15 de novembro de 2017

Peek a Boo: A Masmorra dos Coalas. Psonha (Plot)

Na esteira de No caderno da Tangerina, este outro volume é também endereçado a um público jovem, se bem que no caso deste livro brasileiro, pretende-se chegar a um público ainda mais jovem, diríamos abaixo dos 10 anos de idade. Com esse fim, é natural que se abracem de forma mais aberta alguns princípios ou mesmo fórmulas que, tendo servido de base, são abandonadas por Rita Alfaiate na direcção de outras complexidades. No caso de Psonha, pelo contrário, há toda uma aceitação pela ideia de aventura linear, sem pejo nem demais, para demonstrar as dinâmicas relacionais entre as personagens que melhor comporão uma lição. (Mais) 

A intriga cria uma estrutura clássica. Temos uma menina, Mambay, que prefere viver no seu confortável mundo privado, através do telemóvel e da relação com a gata Cassandra, e uns pais que se esforçam por a manter interessada num mundo exterior, mas com estratégias alienantes. Ao acamparem no campo, abrem a possibilidade de entrar num mundo estranho, e o afastamento de Mambay – a “entrada na floresta” – espoleta a acção fantástica. Até aqui, há uma proximidade familiar com todo um rol de histórias clássicas, do Capuchinho Vermelho a Alice, até Sen to Chihiro...
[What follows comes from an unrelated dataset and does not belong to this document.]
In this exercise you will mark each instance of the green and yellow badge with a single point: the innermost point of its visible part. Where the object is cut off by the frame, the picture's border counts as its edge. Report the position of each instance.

A partir de então, sucedem-se episódios que poderão não ter propriamente uma consistência narrativa, mas simplesmente um efeito cumulativo: o encontro com um vampiro, cogumelos zombies devoradores, guerreiros coalas e um mineiro com uma raposa mágica... Existem alguns fios narrativos que não se resolvem, as alianças constroem-se de imediato, sem resistência, os combates resolvem-se sem complicações, etc. Contudo, mesmo podendo fazer-se esses reparos do ponto de vista da elegância “literária”, há algo de tão imediato e dinâmico na forma como a acção avança que o torna, realmente, num deleite e delírio infantil. Há como que uma espécie de entusiasmo e loucura de criar formas imaginativas, aparentemente perigosas mas inócuas, maravilhosas porque capazes de virem a ser apropriadas “para além” ou “fora” da própria história...

A autora tem uma noção claríssima de construção de personagens, a nível visual e de promessa narrativa. A própria Mambay, com o seu cabelo alaranjado e embolado, fará pensar numa abóbora, e integra-se na restante turma de uma maneira que estaria adequada na indústria da animação mainstream.Se esses não são factores que salvem uma narrativa algo frágil e demasiado simplista, contribui para aquele imaginário em roda livre de que falámos acima.


Até mesmo pela abordagem visual, feita com personagens altamente estilizadas e simplificadas, em contornos de finos filamentos negros, composições simples e alargadas, áreas de cor plana e cenários esboçados a linhas coloridas, quase diminuídos à sua basilar necessidade conotativa, criado com instrumentos digitais, e algo distintos de outros gestos da autora, por vezes mais texturados, expressivos e suaves, Peek a Boo faz recordar alguns projectos de animação, sobretudo aquela limitada dos anos 1980 em Inglaterra, baseados na obra do ilustrador David McKee (King Rollo, Mr. Benn), ou norte-americanas. É também compreensivo que o desenho de Psonha nos faça arrolá-la a toda uma tradição de ilustradores e/ou autores de banda desenhada infanto-juvenil, desde o Satanésio de Ruy Perotti às tendências contemporâneas associadas à animação que têm sido publicadas pela KaBoom, por exemplo.


Aventura célere, suficientemente espatafúrdia e divertida, e contribuindo para um imaginário livre. Alguns objectivos da banda desenhada infantil que são cumpridos.